Rookfighter / autodiff-cpp

A single header-only C++ library for automatic / algorithmic differentiation.
MIT License
12 stars 2 forks source link

Exponential explosion of runtime for reverse mode #3

Open alecjacobson opened 5 months ago

alecjacobson commented 5 months ago

Thank you for sharing this code base. This code really helped me understand a possible organization for reverse-mode autodiff in C++.

The bwd::Number type appears to be hitting the same performance issue as autodiff.github.io's reverse mode: https://github.com/autodiff/autodiff/issues/332

Here's the smallest reproducible example I could create.

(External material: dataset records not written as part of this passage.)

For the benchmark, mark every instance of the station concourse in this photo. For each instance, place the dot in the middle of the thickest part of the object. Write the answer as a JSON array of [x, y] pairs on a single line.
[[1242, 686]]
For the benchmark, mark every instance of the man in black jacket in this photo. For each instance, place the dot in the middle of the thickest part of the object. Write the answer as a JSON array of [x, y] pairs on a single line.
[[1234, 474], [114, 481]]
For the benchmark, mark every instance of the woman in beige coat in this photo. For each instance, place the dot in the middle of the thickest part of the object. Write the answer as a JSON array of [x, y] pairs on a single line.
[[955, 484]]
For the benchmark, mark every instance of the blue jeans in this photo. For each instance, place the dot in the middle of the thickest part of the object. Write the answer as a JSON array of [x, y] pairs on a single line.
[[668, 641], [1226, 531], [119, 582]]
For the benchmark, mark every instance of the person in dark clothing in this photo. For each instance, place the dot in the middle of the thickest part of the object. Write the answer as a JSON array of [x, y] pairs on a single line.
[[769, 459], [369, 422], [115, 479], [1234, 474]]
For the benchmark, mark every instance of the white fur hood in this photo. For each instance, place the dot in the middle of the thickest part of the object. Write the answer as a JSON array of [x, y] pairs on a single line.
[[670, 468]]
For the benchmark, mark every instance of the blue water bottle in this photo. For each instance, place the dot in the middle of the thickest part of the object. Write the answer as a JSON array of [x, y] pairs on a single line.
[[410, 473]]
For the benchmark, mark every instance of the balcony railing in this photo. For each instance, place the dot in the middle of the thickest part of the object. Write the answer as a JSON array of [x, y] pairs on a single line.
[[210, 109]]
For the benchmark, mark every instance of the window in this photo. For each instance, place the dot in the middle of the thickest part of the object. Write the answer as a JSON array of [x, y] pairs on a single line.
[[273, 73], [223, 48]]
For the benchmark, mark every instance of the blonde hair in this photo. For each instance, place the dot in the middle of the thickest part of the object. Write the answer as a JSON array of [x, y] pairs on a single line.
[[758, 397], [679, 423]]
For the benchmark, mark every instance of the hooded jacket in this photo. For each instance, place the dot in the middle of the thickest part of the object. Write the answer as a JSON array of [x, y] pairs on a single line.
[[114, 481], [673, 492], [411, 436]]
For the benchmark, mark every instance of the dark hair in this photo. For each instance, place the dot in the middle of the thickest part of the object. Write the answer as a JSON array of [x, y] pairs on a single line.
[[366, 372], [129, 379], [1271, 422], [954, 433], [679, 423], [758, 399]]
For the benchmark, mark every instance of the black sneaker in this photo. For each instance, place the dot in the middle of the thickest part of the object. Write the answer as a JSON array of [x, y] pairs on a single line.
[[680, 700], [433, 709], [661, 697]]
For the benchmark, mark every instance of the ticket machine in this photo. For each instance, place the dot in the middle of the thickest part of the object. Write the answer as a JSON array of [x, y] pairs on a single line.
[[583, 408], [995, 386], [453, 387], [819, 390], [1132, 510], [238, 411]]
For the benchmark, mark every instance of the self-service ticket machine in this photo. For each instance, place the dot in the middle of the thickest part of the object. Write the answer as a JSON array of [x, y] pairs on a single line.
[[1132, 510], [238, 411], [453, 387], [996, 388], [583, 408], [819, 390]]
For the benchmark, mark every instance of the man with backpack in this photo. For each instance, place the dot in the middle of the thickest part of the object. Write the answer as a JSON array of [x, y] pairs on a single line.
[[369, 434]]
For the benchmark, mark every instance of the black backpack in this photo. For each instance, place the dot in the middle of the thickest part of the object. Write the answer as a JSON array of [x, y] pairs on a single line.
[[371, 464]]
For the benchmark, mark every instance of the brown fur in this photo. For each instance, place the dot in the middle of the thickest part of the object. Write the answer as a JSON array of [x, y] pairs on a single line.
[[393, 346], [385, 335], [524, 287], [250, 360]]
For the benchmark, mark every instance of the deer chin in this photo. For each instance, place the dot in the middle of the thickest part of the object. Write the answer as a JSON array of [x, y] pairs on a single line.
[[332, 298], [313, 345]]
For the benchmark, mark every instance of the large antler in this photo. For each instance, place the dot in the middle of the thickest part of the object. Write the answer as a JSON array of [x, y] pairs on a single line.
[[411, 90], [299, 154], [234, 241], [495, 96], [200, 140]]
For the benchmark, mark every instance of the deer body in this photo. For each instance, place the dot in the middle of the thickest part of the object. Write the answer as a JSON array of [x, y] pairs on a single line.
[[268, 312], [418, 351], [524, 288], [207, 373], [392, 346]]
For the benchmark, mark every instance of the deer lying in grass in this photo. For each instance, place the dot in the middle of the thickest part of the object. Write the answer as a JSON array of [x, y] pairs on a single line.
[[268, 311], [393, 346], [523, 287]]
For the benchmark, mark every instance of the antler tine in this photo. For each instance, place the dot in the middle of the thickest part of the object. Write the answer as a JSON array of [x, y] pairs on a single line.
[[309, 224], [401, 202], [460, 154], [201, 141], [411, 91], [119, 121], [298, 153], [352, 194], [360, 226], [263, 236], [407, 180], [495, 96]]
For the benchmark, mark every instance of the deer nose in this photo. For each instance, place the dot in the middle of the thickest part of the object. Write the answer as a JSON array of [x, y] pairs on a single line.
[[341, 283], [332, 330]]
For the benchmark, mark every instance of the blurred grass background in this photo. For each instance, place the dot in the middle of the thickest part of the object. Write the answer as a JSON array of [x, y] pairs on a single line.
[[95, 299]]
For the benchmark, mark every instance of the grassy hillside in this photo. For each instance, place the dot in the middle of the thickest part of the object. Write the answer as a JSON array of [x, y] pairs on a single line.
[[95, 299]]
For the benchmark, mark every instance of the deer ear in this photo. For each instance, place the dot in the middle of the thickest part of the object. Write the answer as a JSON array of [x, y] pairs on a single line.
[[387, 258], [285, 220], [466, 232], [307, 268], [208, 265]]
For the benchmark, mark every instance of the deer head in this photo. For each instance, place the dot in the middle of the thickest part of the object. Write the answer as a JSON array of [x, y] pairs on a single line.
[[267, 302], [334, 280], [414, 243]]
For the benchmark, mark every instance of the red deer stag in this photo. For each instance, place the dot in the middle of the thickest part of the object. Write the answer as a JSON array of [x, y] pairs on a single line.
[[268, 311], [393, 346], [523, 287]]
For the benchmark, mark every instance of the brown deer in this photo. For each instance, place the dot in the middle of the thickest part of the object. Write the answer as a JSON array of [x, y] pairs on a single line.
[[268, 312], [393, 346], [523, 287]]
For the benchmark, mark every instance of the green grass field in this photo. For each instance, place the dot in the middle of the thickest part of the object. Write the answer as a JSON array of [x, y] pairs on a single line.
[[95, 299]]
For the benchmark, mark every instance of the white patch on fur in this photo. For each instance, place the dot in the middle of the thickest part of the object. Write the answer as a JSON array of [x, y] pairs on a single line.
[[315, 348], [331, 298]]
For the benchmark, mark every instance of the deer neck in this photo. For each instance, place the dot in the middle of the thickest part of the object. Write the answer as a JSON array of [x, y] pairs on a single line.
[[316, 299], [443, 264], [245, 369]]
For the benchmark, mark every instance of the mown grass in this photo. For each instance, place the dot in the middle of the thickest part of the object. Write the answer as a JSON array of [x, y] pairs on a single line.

#include "adcpp/adcpp.hpp"
#include <vector>

// tictoc
#include <chrono>
double tictoc()
{
  double t = std::chrono::duration<double>(
      std::chrono::system_clock::now().time_since_epoch()).count();
  static double t0 = t;
  double tdiff = t-t0;
  t0 = t;
  return tdiff;
}

template <typename T, int N>
T simple_func()
{
  // O(n²)
  std::vector<T> A(N*N,0);
  // O(n³)
  for(int i = 0; i < N; i++)
  {
    for(int k = 0; k < N; k++)
    {
      for(int j = 0; j < N; j++)
      {
        A[k*N+j] = A[k*N+i]*A[i*N+j];
      }
    }
  }
  // O(n²)
  T y = 0;
  for(int i = 0; i < N; i++)
    for(int j = 0; j < N; j++)
      y += A[i*N+j];
  return y;
}

template <int N, int max_N>
void benchmark()
{
  tictoc();
  const int max_iter = 10/N;
  for(int iter = 0; iter < max_iter; iter++)
  {
    adcpp::bwd::Double y = simple_func<adcpp::bwd::Double,N>();
    adcpp::bwd::Double::DerivativeMap derivative;
    y.derivative(derivative);
  }
  printf("%d %g \n",N,tictoc()/max_iter);
  if constexpr (N<max_N)
  {
    benchmark<N+1,max_N>();
  }
}

int main()
{
  benchmark<1,10>();
  return 0;
}

The forward pass is O(n³) and outputs a scalar, but the runtime of taking the derivative appears to be O(exp(n)).

It seems that Expression::derivative or its derived classes' derivative is being called an exponential number of times.

Perhaps this is related to the common pitfall of implementing fibonacci numbers or factorials using recursion. Just a guess!